The Symphony of Life
Since the beginning of life, nature has created a symphony of new creatures that inhabit her vast landscape. Creatures that can fly, disappear, or even create light. The notes of this symphony are inscribed in the score of DNA and orchestrated in the key of perfect harmony. The song that nature sings is about unity and diversity, what I will refer to as “biodiversity”. Biodiversity means that all living creatures are suitably balanced to the scale of their home landscape, which allows them to cope with changes to the scale of that landscape. The ability to change with the environment is called “adaptation” and there is no better animal that represents adaptation like the shark.
What special abilities do sharks have?
Sharks are extremely efficient in finding food. This is because their speed and power are enhanced with some special abilities that give them a competitive advantage over their prey. Sharks have a unique color pattern that gives them camouflage that conceals them from the vision of their prey. This type of camouflage is called “countershading”. In order to find their food, sharks have special sensory organs that allow them to detect the tiny vibrations from their prey, allowing them to quickly locate them. Both of these abilities increase the shark’s odds to be successful hunters! In addition to their adaptive immunity and remarkable capacity to heal even the most traumatic wounds, sharks are certainly among the greatest predators of all time!
Why is biodiversity so important?
These adaptations allow sharks to have a greater chance of survival, and the environment rewards those individuals that have these adaptations…but what happens when those individuals are taken out of a population? When the biodiversity of sharks is destroyed, they lose the ability to effectively change with their environment and thus, lose the adaptations that give them their special abilities. Not only can the sharks lose their hunting advantage, but they can also become more vulnerable to disease and the effects of climate change. Sadly, this reality is not just hypothetical.
People have consumed sharks for hundreds of years, but only recently have we begun to consume them unsustainably. Currently, the
global market for sharks is now accounted for in billions of USD, meaning that by any measure, the rate of depletion of sharks is far greater than the rate of replenishment. Some estimates predict that all fisheries may have collapsed within the next 30 to 50 years, but there is certainty that our current rate of consumption will cause endangerment. Endangerment means that even if our species still exist, their biodiversity is forever lost…the same rich biodiversity that gives our sharks their unique adaptations.
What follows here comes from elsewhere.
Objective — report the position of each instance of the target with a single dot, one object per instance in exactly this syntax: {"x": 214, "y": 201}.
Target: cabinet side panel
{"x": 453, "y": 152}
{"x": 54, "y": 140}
Recently, sharks in the Maledives lost the adaption that provides camouflage when they developed very unusual skin spots (Bruckner et al 2018) that appeared to be very similar to a genetic disorder called Leucism. The question is: Do these spots reduce the potential of survival for these sharks? I will be searching for the answer.
Who am I?
My name is Gibbs Kuguru and I study the DNA of sharks at Wageningen University & Research. My doctoral research will focus on the adaptations lost through the destruction of biodiversity caused by the manmade effects of overfishing and climate change. The sharks I’m following will come from the beautiful Maldivian archipelago supported by Ocean Dimensions on Kihaa Island in Baa Atoll. I will be using techniques combined from genetics and computer science to explore the genomes of sharks to help save their biodiversity; this is called “Conservation Genomics”. My research, funded in part by Shark Project Switzerland, will uncover the response these wild populations have towards human activities and their potential for survival. This will also serve as a model for the application of Genomics for Conservation Biology in Marine Ecosystems.
Thanks for your time and watch this space!
Addendum by Sharkproject Switzerland
Sharkproject Switzerland will initially support Gibbs Kuguru’s research project and doctoral thesis for four years. He will give regular updates on his project ‘Inbreeding and the Unexpected Presence of Leucism in Carcharhinus melanopterus’.
The research should take place in different stages. The field work in the Maldivian waters for several months. The work at the laboratory in Wageningen with genetic analyses, the interpretation and evaluation as well as the resulting recommendations for protection areas.
Sharkproject Switzerland is convinced that this project is an appropriate addition to the other projects ‘White Shark Nursery’, ‘Shark Safe Barrier’ and ‘Great White Mystery’. It is desirable if the results are also applied to other populations of blacktip reef sharks in the Indian and Pacific Oceans. This research work can make a further contribution to the worldwide protection of sharks.
We are looking forward to this cooperation!